Reputation: 7733
I have 2 input columns such as Visit_start_date, Visit_type and one output column - Visit_end_date
I need to fill the values of Visit_end_date column based on the below condition
If visit_type column has values like "Outpatient" or "Emergency", then visit_end_date is same (equal) as visit_start_date. If it doesn't match, then I can just pick some random value from another column (Discharge Date)

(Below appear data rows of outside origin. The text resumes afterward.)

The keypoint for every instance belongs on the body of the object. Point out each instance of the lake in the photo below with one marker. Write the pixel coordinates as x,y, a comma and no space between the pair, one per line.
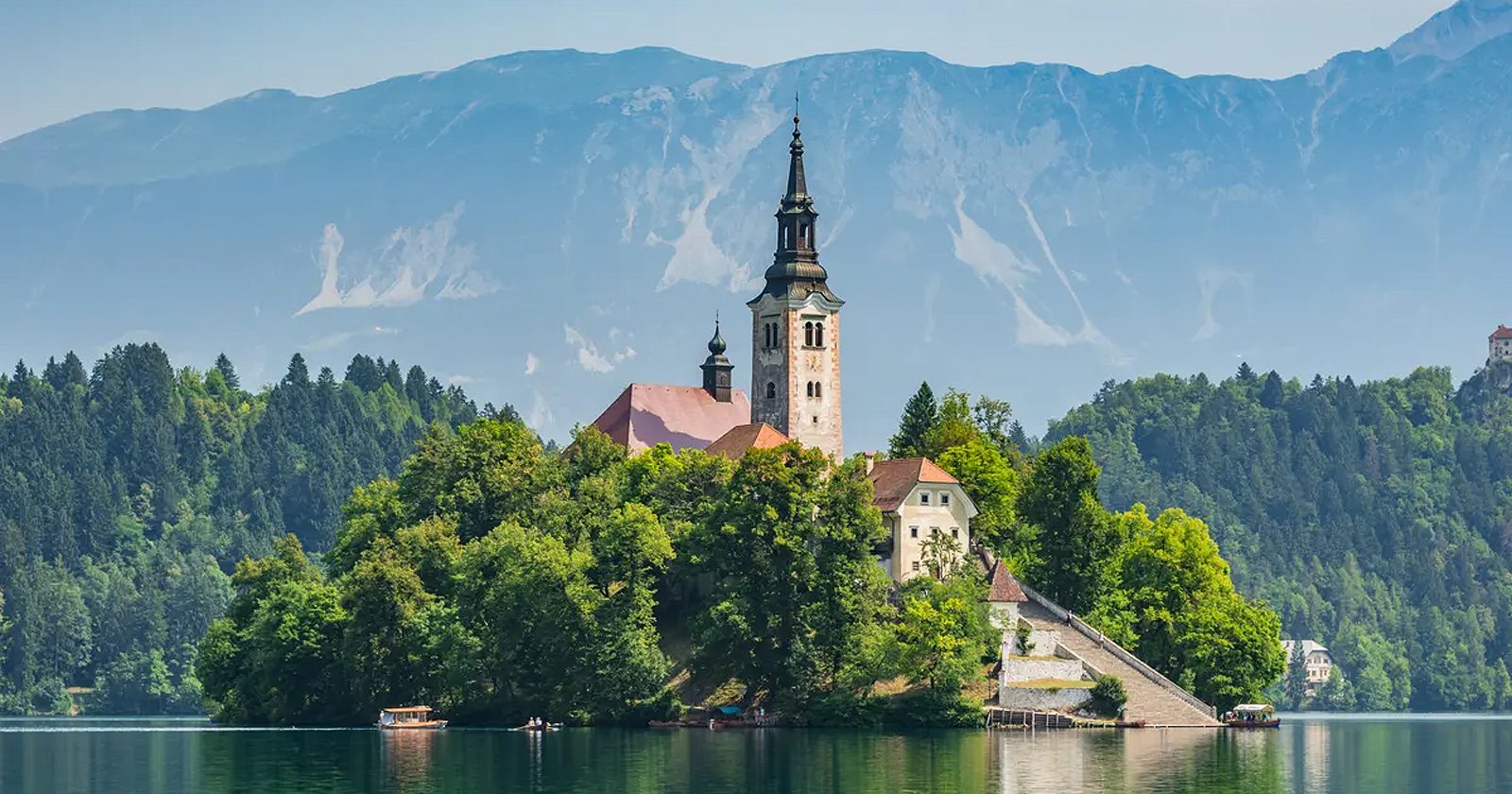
1308,753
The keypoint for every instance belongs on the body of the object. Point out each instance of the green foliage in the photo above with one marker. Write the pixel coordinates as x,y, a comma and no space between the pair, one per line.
919,418
994,486
1157,587
1077,539
944,631
796,587
1108,696
934,708
1372,518
1021,635
1295,684
128,492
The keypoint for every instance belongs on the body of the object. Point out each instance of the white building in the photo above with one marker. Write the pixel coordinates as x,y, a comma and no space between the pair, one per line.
1501,345
919,499
1314,658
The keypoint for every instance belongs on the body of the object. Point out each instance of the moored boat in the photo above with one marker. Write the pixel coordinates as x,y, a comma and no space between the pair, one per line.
1252,716
410,718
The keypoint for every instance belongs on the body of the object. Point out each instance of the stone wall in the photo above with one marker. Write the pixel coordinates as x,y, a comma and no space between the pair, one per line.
1035,667
1042,642
1068,699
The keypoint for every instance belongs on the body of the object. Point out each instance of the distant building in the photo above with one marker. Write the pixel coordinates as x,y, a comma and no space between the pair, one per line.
1314,658
746,438
796,357
1501,345
919,499
796,327
682,416
1005,596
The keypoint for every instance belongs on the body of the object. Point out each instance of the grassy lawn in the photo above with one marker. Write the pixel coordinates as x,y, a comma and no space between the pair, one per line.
1051,684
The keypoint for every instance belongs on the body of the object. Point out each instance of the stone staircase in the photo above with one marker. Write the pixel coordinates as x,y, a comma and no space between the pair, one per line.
1153,699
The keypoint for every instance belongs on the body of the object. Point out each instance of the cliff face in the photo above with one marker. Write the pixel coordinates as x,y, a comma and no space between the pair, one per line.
556,224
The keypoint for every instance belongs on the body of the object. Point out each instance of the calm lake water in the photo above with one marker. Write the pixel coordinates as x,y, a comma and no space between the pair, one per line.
1470,753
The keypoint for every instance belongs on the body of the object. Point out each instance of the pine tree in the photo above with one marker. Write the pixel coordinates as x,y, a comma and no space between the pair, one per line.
1295,685
919,416
223,365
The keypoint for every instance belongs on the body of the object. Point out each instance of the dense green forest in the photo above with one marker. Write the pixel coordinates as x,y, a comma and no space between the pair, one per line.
496,579
129,492
1375,518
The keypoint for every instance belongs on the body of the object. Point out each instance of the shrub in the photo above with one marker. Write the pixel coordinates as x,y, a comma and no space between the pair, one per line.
1108,696
934,708
839,710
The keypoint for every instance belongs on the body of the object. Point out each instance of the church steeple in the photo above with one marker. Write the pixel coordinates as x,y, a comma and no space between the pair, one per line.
796,267
796,327
717,368
798,186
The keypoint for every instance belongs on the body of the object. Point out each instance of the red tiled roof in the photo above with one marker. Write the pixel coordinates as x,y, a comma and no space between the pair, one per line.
745,438
892,480
1005,586
684,416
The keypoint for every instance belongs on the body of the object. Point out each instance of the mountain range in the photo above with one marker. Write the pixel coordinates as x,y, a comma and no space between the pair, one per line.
548,226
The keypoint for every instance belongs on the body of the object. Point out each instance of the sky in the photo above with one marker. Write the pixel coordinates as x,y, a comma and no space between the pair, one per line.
65,58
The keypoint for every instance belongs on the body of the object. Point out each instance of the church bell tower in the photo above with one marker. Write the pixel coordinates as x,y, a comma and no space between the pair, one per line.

I already tried this and unfortunately getting a number like '72842' as a value in visit_end_date column. It has to be in the date format.
Please note that Admit Date in dataframe is of the format "6/8/2169" and discharge date is of the format '85466.75694'
DF %>%
mutate(visit_start_date = as.Date(.$Admit_Date,format = "%m/%d/%Y")) %>% #dates in raw file are in the format as specified in the code
mutate(visit_end_date = ifelse((.$Enc_Type == 'Outpatient'|.$Enc_Type == 'Emergency'),visit_start_date, as.Date(.$Discharge_Date,origin ='1970-01-01')))}
I expect the output to be "2169-06-08" in both visit_start_date and visit_end_date column. Currently it is "2169-06-08" in visit_start_date and 72842 in visit_end_date as shown in screenshot below.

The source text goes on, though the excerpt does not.